How Boomerang Kids Can Derail Your Financial Plan

in Finance
hand taking $100 bill out of wallet

Disclaimer: The information contained in this post is provided for informational purposes only and is not intended to substitute for obtaining legal, financial or tax advice from a professional.

What is the right amount of support to give your adult kids?

That’s a question we think about a lot, and related to another topic we recently wrote about: how we have approached financial fairness with our own kids.

Let us know what family-related expenses are testing your financial plans, in the poll at the bottom of the post.

A majority of young adults in the U.S. live with their parents for the first time since the Great Depression

Pew Research

Parents interviewed for a Money.com post reported their grocery budget went up 250%, from $400 per month to $1,000.

With two kids ages 19 and 24, we can relate to these statistics. I had expected our post-pandemic budget to drop more than it did. When I reviewed the numbers, financial support to our legally-adult kids was one culprit.

Our college kid finished spring semester at home, so our household food budget grew by 50%, from two to three people. Our older kid lived on her own, but we used a premium online grocery account in our name to make sure she was able to shelter-in-place and still get the necessities. We ultimately did switch the credit card on file to her account, but not before covering almost $1,500.

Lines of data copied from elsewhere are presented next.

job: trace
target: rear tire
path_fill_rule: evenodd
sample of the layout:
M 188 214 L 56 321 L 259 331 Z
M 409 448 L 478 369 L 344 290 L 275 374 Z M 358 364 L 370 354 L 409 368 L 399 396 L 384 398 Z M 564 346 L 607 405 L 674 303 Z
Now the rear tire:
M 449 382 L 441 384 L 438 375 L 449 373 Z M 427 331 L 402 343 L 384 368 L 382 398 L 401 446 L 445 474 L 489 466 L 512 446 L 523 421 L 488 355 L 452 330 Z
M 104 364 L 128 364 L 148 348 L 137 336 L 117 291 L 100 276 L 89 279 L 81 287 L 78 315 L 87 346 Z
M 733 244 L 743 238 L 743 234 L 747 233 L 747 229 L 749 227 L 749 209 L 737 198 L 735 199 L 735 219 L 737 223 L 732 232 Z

College costs are the biggest financial hurdle to date

Of course, the cost of groceries pales in comparison to the cost of college. You might have to choose between paying for college v. achieving FIRE. A four-year, private college degree can run over $300,000 which is enough to fund a universal basic income plan for yourself! Putting that money into a retirement account for our kids instead of the college degree could mean millions of dollars at their retirement age.

Our oldest got a full tuition scholarship and lived mostly at home while getting her college degree, so we didn’t have to make any choices there. But our youngest opted for private college, and while she got some money, her out-of-pocket expenses will add up to over $100,000 over the four years. We have co-signed on student loans to cover the out-of-pocket, and our intention is to pay off those loans for her if it doesn’t derail our own financial plans to do so. After all, you can borrow for education but not retirement!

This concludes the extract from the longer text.